Or, the full title- “A short Christian introduction which the honourable Council of the city of Zurich has sent to the pastors and preachers living in its cities, lands, and wherever its authority extends, so that they may in unison henceforth announce and preach the true Gospel to their dependents.”
… was prepared by Zwingli in fourteen days, so it was a hasty work as usual, and read before the Council on November 9, and printed November 17, 1523.

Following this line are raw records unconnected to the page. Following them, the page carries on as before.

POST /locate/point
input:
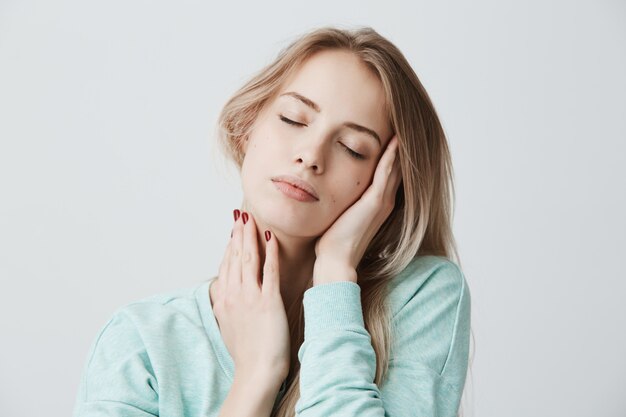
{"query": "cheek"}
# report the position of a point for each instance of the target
(347, 192)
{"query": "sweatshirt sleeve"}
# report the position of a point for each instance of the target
(428, 358)
(118, 379)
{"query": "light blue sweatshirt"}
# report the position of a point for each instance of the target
(164, 355)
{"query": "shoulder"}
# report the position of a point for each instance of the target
(430, 307)
(427, 276)
(158, 306)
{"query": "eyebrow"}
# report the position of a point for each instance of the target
(351, 125)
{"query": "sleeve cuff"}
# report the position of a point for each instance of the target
(332, 306)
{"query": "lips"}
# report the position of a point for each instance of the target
(298, 183)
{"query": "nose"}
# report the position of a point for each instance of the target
(311, 155)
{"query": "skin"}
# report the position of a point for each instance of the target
(324, 239)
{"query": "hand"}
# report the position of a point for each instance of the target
(251, 313)
(340, 249)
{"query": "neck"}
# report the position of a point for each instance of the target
(296, 261)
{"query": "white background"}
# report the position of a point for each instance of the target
(111, 188)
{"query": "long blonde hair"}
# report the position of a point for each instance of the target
(420, 223)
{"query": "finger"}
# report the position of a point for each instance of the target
(271, 270)
(250, 253)
(234, 265)
(385, 166)
(223, 269)
(395, 178)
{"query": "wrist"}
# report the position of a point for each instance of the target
(265, 382)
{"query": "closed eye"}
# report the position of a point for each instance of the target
(350, 152)
(289, 121)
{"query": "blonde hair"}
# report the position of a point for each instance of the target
(420, 223)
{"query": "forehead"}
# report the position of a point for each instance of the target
(343, 87)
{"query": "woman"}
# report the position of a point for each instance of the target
(338, 293)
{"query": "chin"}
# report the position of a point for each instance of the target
(282, 217)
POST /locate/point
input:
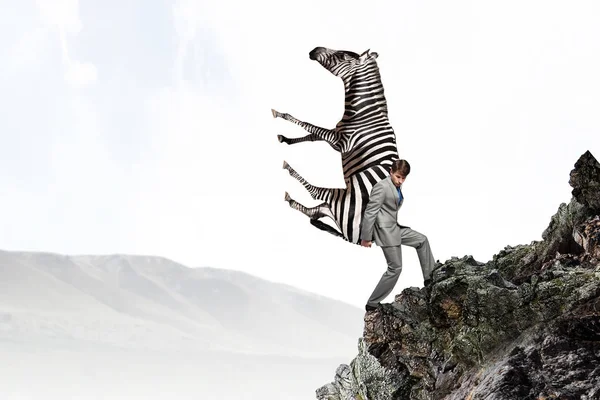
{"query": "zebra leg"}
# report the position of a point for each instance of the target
(315, 132)
(314, 213)
(317, 193)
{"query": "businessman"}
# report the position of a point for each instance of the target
(380, 225)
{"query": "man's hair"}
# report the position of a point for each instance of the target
(401, 165)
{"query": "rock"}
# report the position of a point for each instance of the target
(525, 325)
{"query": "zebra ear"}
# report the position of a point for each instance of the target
(364, 56)
(367, 54)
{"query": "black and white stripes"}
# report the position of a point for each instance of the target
(364, 138)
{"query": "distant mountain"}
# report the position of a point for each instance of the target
(152, 303)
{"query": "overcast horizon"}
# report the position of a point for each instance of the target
(145, 128)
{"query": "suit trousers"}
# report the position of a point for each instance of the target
(393, 256)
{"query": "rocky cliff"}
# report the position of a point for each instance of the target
(525, 325)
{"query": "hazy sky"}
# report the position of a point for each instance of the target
(144, 127)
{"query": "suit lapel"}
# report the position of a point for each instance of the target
(394, 190)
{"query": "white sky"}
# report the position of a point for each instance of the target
(145, 127)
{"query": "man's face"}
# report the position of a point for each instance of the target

Preceding it is the mandate of the Zurich authorities which commends the “Introduction” on the ground of its scriptural character, and repeats the requests to be corrected out of the Scriptures, if they have in any respect not advocated correct opinions. The treatise is throughout doctrinal, but far from abstruse. It begins with a brief handling of sin, then of the law. At greater length it treats of the Gospel, as God’s way of deliverance from the law; next upon the deliverance itself, the “removal of the law.” Next, but more briefly, upon images. Zwingli says, in concluding the section:
“It is clear that the images and other representations which we have in the houses of worship have caused the risk of idolatry. Therefore they should not be allowed to remain there, nor in your chambers, nor in the market-place, nor anywhere else where one does them honour. Chiefly they are not to be tolerated in the churches, for all that is in them should be worthy of our respect. If anyone desires to put historical representations on the outside of the churches, that may be allowed, so long as they do not incite to their worship. But when one begins to bow before these images and to worship them, then they are not to be tolerated anywhere in the wide world; for that is the beginning of idolatry, nay, is idolatry itself.”1
1Samuel Macauley Jackson, Huldreich Zwingli: The Reformer of German Switzerland (1484–1531) (Heroes of the Reformation; New York; London: G. P. Putnam’s Sons; Knickerbocker Press, 1901), 207–208.